A convention to draw up a new constitution descended into chaos on Monday as riot police broke up clashes between rival delegates, underscoring the tensions within a unity government Mugabe formed with arch-rival Morgan Tsvangirai in February.

Mugabe and Tsvangirai met to discuss the disturbances after riot police drove the delegates out of the venue and cordoned it off. The two, along with Arthur Mutambara who heads a splinter faction of Tsvangirai’s Movement for Democratic Change (MDC), jointly addressed the media after their meeting. 

"We are here to say that we will not brook any further disturbances in the future. We must have this constitution done, it’s a necessity," Mugabe told reporters.

"We feel disturbed and we have a sense of abhorrence with what happened this morning. What happened is not in accordance with the letter and spirit of the global political agreement. This is not the time to be shouting insults to each other."

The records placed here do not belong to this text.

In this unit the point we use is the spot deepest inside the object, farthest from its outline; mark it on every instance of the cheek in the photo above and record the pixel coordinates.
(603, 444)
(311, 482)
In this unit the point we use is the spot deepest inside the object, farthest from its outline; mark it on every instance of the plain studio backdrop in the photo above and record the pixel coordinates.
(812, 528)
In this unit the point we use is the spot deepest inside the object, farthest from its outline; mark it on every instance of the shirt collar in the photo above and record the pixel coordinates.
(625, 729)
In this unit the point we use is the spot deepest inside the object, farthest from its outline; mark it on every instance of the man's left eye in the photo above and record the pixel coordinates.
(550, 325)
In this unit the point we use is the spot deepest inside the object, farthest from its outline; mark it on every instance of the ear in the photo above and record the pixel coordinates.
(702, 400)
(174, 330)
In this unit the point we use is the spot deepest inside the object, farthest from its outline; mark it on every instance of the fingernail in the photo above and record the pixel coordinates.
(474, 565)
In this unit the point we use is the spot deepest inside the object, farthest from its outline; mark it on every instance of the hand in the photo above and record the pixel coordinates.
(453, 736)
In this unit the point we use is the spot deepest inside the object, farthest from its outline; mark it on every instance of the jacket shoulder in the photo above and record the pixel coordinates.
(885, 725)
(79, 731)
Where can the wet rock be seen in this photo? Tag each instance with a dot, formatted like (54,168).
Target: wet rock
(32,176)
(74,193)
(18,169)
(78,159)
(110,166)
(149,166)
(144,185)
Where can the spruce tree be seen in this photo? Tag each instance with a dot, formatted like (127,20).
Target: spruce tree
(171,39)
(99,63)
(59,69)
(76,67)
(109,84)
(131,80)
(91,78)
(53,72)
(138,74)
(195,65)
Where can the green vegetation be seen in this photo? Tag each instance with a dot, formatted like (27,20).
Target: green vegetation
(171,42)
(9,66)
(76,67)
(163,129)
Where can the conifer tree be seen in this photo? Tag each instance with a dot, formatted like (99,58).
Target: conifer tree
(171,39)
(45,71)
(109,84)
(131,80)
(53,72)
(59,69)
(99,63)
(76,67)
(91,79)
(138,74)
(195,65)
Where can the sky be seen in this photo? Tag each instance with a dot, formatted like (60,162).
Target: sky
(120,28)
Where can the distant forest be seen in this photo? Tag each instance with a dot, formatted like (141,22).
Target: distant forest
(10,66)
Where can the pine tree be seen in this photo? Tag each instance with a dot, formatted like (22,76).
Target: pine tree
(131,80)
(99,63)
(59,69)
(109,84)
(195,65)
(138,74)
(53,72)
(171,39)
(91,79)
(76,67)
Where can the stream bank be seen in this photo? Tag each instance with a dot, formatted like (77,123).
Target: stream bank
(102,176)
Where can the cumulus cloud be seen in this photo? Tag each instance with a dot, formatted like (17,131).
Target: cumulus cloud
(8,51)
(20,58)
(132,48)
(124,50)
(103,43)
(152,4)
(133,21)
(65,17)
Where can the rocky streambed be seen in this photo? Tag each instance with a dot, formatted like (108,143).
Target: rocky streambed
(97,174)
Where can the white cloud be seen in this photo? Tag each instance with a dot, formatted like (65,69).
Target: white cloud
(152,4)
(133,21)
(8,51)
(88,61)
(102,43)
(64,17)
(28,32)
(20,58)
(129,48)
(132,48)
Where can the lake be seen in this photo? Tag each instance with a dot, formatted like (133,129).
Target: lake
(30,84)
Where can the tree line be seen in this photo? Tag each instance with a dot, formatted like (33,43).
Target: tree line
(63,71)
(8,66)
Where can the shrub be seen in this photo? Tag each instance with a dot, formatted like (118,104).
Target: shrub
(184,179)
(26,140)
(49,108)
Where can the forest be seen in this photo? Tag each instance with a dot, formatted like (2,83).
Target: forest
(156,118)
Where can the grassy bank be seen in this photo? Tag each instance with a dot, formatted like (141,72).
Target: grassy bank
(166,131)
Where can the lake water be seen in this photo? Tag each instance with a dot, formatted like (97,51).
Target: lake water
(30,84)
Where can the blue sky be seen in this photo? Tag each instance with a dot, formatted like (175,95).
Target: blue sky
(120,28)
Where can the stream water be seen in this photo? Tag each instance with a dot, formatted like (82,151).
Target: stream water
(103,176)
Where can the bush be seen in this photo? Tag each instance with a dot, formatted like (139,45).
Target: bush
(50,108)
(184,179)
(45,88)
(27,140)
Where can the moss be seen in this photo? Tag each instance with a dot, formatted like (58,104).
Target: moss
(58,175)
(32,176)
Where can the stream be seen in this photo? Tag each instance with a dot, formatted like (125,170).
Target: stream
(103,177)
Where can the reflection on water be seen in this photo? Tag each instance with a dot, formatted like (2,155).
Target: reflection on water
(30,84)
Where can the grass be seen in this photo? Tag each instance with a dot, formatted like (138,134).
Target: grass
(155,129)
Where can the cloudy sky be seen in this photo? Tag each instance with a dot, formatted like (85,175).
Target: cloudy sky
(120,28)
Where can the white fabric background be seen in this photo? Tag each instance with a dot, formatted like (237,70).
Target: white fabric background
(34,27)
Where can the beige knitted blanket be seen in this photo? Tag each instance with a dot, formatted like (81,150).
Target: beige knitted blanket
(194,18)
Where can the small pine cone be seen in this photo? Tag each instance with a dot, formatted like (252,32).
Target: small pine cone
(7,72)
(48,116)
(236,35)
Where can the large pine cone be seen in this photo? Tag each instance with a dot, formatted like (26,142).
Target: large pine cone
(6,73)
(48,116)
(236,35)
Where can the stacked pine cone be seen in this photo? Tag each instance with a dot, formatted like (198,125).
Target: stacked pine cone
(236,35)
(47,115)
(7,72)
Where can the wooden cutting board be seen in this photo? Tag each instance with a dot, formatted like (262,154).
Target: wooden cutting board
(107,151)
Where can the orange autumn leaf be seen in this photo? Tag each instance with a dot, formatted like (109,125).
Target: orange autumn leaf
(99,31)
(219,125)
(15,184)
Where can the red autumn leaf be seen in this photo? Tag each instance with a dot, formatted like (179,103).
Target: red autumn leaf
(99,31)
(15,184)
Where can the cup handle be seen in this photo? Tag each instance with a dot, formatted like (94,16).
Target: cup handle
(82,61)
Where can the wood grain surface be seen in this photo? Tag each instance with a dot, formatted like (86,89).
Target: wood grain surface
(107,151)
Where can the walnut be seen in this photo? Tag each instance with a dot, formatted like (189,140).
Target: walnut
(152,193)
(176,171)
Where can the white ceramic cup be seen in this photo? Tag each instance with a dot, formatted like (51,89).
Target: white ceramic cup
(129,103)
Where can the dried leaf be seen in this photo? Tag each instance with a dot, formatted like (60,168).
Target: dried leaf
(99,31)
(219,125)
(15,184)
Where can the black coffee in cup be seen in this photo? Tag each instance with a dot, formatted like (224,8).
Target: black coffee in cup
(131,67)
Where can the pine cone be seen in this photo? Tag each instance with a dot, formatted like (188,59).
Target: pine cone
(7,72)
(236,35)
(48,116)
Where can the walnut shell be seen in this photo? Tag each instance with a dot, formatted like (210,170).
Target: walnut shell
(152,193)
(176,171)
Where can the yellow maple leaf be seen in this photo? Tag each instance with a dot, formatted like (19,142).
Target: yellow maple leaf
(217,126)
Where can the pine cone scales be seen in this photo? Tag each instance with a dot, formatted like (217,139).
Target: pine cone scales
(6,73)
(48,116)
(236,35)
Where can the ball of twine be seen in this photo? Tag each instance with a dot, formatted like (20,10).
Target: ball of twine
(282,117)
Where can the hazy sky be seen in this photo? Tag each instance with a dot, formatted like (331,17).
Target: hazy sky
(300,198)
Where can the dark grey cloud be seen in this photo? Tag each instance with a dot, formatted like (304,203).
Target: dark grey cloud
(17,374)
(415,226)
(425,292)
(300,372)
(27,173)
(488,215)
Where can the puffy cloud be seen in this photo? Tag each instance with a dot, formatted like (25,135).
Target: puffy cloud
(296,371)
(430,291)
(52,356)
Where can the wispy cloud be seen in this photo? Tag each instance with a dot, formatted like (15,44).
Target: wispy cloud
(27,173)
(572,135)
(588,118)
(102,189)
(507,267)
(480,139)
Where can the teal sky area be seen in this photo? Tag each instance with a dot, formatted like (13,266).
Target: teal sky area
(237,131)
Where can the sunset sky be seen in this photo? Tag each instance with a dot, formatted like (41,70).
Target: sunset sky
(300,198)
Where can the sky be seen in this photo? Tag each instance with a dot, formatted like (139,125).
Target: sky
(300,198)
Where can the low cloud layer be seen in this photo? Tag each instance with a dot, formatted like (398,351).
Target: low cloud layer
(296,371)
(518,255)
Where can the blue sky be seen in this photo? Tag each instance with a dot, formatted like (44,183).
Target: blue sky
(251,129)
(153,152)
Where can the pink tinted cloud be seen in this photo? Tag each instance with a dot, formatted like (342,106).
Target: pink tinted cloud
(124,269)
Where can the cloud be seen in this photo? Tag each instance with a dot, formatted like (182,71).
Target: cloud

Tsvangirai said he hoped the parliamentary committee driving the constitutional reforms would regroup and resume the process.

"We had provided our people with hope and we have people trying to undermine that hope," Tsvangirai said.

"I hope that the speaker of parliament and the parliamentary select committee can put the process back on rail as soon as possible because we need this constitution."

 

NATIONAL INTERESTS

Both Mugabe and Tsvangirai ruled out a probe into the causes of the disruptions, stressing it was important to move forward.

"The question of whoever orchestrated that disruption is neither here nor there, we need to move forward for the benefit of the people. Let us put national interests above partisan interests," Tsvangirai said. 

The conference is part of a process which should lead to the adoption of a new national constitution and fresh elections in about two years.

But the chaos reflected the divisions within the coalition government set up in a bid to end political paralysis and reverse a decade of economic decline.

Zimbabweans hope a new charter, replacing one inked in 1979 before independence from Britain, will strengthen the role of parliament and curtail the president’s powers, as well as guaranteeing civil liberties and political and media freedom.

Trouble broke out between delegates from Tsvangirai’s MDC and Mugabe’s ZANU-PF during an opening statement by the speaker of parliament.

When Lovemore Moyo, from Tsvangirai’s MDC, got up to deliver his opening speech, he was drowned out by youths singing revolutionary songs and delegates heckling each other.

The youths were waving fists, a traditional symbol of Mugabe’s ZANU-PF party and singing the veteran leader’s praises.

In a statement, the MDC earlier accused ZANU-PF lawmakers and officials of organising youths to disrupt the conference.

"Judging by today’s events, ZANU-PF MPs (members of parliament) and the party’s delegates were clearly reading from a script whose sole agenda is to derail the constitution-making process," the MDC said.